En poursuivant « l’activité automobile est un métier de professionnels, aujourd’hui que les cartes sont entre les mains de certains opérateurs qui n’ont pas un vécu industriel, ni même commercial pour certain, on peut dire que la balle est dans leur camps et chacun doit assumer ses engagements ».

Autant d’inquiétude de la part des experts qui pousse à remettre en cause plusieurs questions liées aux capacités des concessionnaires à se lancer dans ce créneau, pour peu qu’ils obéissent aux conditions du cahier des charges.

Autre problématique qui fait débat, celle du prix du véhicule fabriqué localement qui coûte cher et qui est vendu plus cher que les véhicules importés.

La preuve à ce, jour en dépit de tous les avantages dont bénéficient les opérateurs (des assiettes foncières au dinar symboliques, des crédits bancaires sans limite et autres avantages…) qui se sont lancés dans le montage, les prix restent relativement élevés dans tous les segments de produits.

« Des modèles importés qui se vendaient à moins de 900 000 DA  ont atteint des niveaux record en étant montés localement, ce qui est surprenant tout en sachant que la facture des importations des intrants en ckd et skd va continuer à évoluer », déplore MYaddadene.

 Les pouvoirs publics ont commencé à s’intéresser aux prix pratiqués, mais dans quelle mesure ils pourront les contrôler ? s’interroge-t-il. A moins que l’on revienne aux anciennes pratiques « des prix administrés » dans un marché ouvert où on sait que c’est la loi de l’offre et de la demande qui prime. « Je ne sais pas si les opérateurs accepteront de déposer les fiches de détermination des prix avec les structures de coûts en sachant qu’il y a des informations stratégiques qu’on ne peut divulguer », continue MYaddadene.

M Serrai est plutôt optimiste dans ce sens. il pense que graduellement ces unités de montage vont accélérer la cadence, et avec un cumule d’expérience, il vont baisser les prix d’ici quatre à cinq ans. Mais d’ici là, qui prouve que les véhicules vont être vendus alors que le pouvoir d’achat des citoyens ne cesse de dégringoler.

De son côté M Yaddadene, estime qu’à terme le marché connaîtra des changements selon les volumes qui seront montés. Dans cette perspective l’ouverture vers l’exportation sera déterminante, selon lui, dans la mesure où chaque opérateur aura ciblé des marchés en sachant que chez nous, si la sous-traitance contribuera à un haut niveau d’intégration et arrivera à suivre le rythme des implantations et avec une offre se situant entre 450 000 et 550 000 unités on commencera à ressentir ce besoin de se tourner vers l’export.

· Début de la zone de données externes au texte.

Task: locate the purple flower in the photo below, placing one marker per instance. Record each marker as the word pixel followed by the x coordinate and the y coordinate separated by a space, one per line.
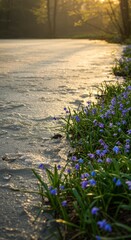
pixel 41 166
pixel 77 118
pixel 62 187
pixel 104 225
pixel 98 152
pixel 94 211
pixel 95 122
pixel 111 125
pixel 64 203
pixel 101 125
pixel 77 166
pixel 129 184
pixel 92 182
pixel 117 182
pixel 53 191
pixel 100 160
pixel 68 170
pixel 81 161
pixel 98 238
pixel 93 173
pixel 74 158
pixel 108 160
pixel 84 184
pixel 116 149
pixel 91 155
pixel 108 228
pixel 59 167
pixel 129 131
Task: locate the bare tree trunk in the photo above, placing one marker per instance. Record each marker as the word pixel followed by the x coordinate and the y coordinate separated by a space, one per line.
pixel 124 7
pixel 54 18
pixel 49 18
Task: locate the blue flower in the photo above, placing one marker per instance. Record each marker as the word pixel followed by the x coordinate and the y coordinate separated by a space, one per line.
pixel 77 118
pixel 41 166
pixel 74 158
pixel 81 161
pixel 84 184
pixel 129 184
pixel 59 167
pixel 117 182
pixel 77 166
pixel 68 170
pixel 108 227
pixel 91 155
pixel 62 187
pixel 116 149
pixel 98 238
pixel 108 160
pixel 94 211
pixel 104 225
pixel 53 191
pixel 100 160
pixel 92 182
pixel 129 131
pixel 101 125
pixel 93 173
pixel 64 203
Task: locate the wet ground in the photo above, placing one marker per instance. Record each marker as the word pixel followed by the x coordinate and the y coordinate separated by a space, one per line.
pixel 38 78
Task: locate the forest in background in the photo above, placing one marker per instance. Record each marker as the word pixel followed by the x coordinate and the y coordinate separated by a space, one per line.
pixel 65 18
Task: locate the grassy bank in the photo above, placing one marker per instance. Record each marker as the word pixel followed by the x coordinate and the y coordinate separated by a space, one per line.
pixel 90 197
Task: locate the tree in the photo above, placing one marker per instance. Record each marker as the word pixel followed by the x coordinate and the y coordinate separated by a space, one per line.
pixel 125 15
pixel 47 13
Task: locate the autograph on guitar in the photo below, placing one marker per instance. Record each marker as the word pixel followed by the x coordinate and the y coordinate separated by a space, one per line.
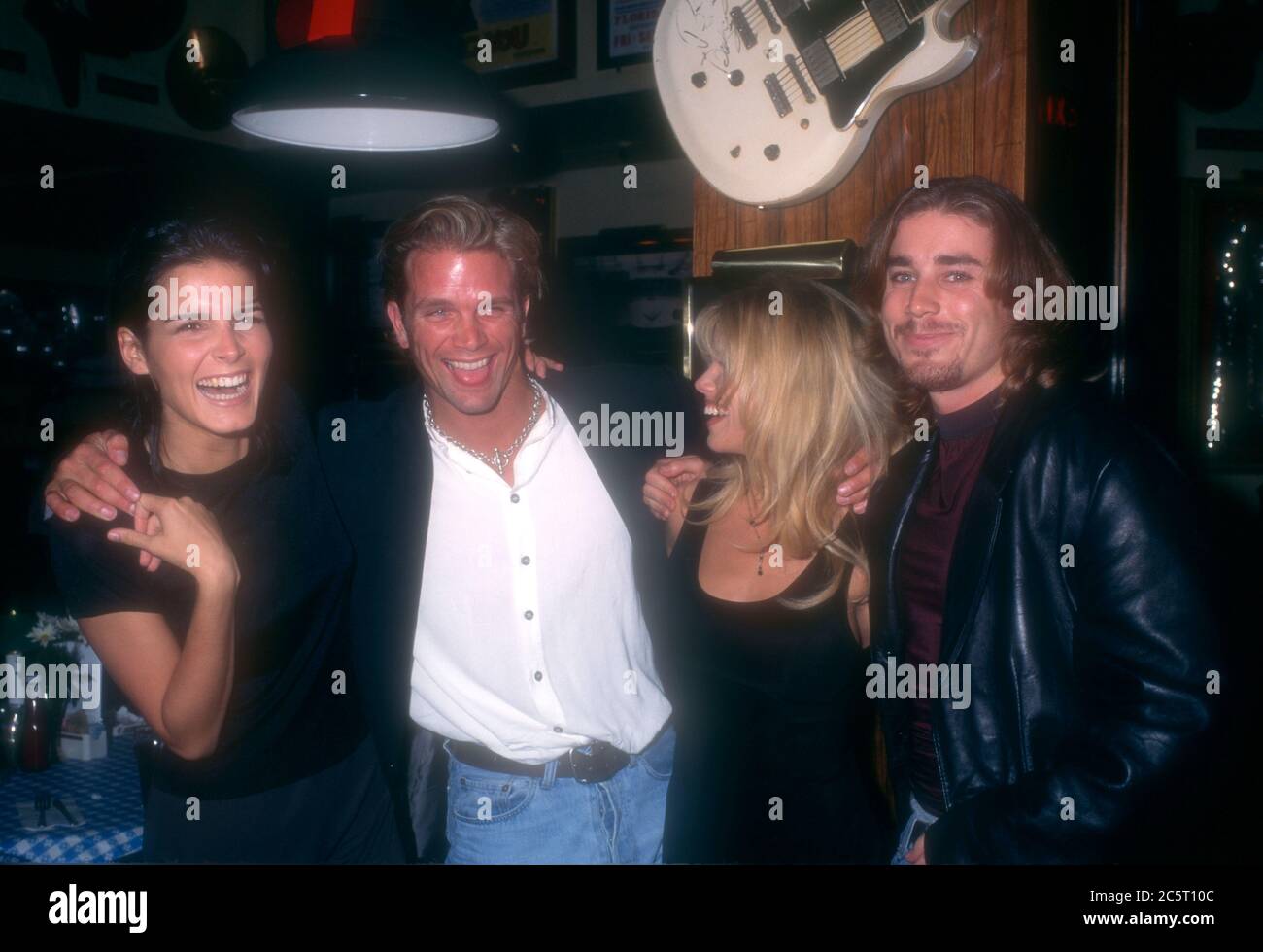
pixel 774 100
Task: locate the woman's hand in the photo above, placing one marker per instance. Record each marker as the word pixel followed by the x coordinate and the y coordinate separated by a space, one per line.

Des dispositions sont prises à titre d’exemple lors du regroupement de ces derniers jours à l’hôtel Aurassi sur  l’industrie de la sous-traitance. « Nous espérons une large adhésion des opérateurs concernés et des marques automobiles qui doivent aussi motiver leurs équipementiers à les accompagner dans ces projets », précisera M Yaddadene ajoutant que les opérateurs locaux intéressés par cette filière doivent investir d’avantage pour arriver d’abord à la certification aux normes afin d’être homologués par les marques automobiles concernées… Il s’agira de veiller sur la création d’un environnement et d’un climat favorable aux IDE en relation avec  les opérateurs locaux.

 « Avoir une stratégie de développement industriel, assainir le climat des affaires, Permettre aux vrais professionnels d’investir sans embauches… Pour arriver à exploiter tout le potentiel du pays », conclura M Yaddadene.